The original recipe calls for bucatini, a long, thickish, hollow pasta. Whichever pasta shape you use, select a good quality pasta: ingredients I always use are recommended below in my links. Ingredients (Bucatini Amatriciana, Spaghetti Amatriciana, Rigatoni Amatriciana, Sugo all'Amatriciana, Amatriciana Sauce) Named after Amatrice, a provincial town in the Sabine Hills northeast of Rome; the iconic Amatriciana sauce is often considered a part of the "holy trinity of Roman pasta", together with carbonara and cacio e pepe. Non la solita amatriciana, ma i rigatoni all'amatriciana di Luca sono buonissimi!!! Provateci anche voi e fateci sapere! ;) ISCRIVIT. the authentic Amatriciana recipe from Rome The authentic Amatriciana recipe is a tasty guanciale and tomato sauce used to season bucatini (or spaghetti, or rigatoni).

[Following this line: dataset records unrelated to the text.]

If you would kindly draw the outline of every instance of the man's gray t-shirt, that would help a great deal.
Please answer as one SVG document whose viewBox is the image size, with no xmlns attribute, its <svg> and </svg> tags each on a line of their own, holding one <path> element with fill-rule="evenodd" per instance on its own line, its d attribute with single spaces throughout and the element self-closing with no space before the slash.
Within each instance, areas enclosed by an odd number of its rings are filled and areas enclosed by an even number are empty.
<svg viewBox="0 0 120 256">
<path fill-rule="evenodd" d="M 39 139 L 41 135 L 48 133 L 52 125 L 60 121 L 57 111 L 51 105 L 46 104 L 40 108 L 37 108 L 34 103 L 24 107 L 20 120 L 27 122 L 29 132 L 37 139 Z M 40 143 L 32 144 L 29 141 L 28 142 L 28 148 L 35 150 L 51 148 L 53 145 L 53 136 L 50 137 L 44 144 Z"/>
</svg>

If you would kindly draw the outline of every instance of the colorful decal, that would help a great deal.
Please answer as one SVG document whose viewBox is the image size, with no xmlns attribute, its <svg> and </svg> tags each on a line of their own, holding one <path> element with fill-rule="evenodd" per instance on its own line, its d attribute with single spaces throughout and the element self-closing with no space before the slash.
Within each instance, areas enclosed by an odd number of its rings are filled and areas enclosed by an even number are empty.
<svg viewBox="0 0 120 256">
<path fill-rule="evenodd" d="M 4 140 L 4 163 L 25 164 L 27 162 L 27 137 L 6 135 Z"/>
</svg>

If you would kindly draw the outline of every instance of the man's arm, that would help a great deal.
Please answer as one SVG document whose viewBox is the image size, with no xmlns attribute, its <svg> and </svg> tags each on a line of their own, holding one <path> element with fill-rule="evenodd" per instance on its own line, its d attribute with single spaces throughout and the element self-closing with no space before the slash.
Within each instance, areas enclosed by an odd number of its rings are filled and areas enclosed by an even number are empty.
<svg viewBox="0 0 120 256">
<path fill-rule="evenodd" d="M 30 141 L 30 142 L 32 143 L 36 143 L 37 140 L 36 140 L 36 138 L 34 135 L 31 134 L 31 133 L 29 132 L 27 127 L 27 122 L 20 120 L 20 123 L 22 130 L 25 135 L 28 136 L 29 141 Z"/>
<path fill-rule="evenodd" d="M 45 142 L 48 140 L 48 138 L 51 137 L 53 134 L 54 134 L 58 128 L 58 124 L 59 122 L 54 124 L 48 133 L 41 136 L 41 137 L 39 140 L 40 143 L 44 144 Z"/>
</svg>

So that is going to wrap this up with this exceptional food rigatoni all'amatriciana recipe. Thanks so much for reading. I’m sure that you can make this at home. There’s gonna be interesting food at home recipes coming up. Remember to bookmark this page in your browser, and share it to your loved ones, friends and colleague. Thank you for reading. Go on get cooking!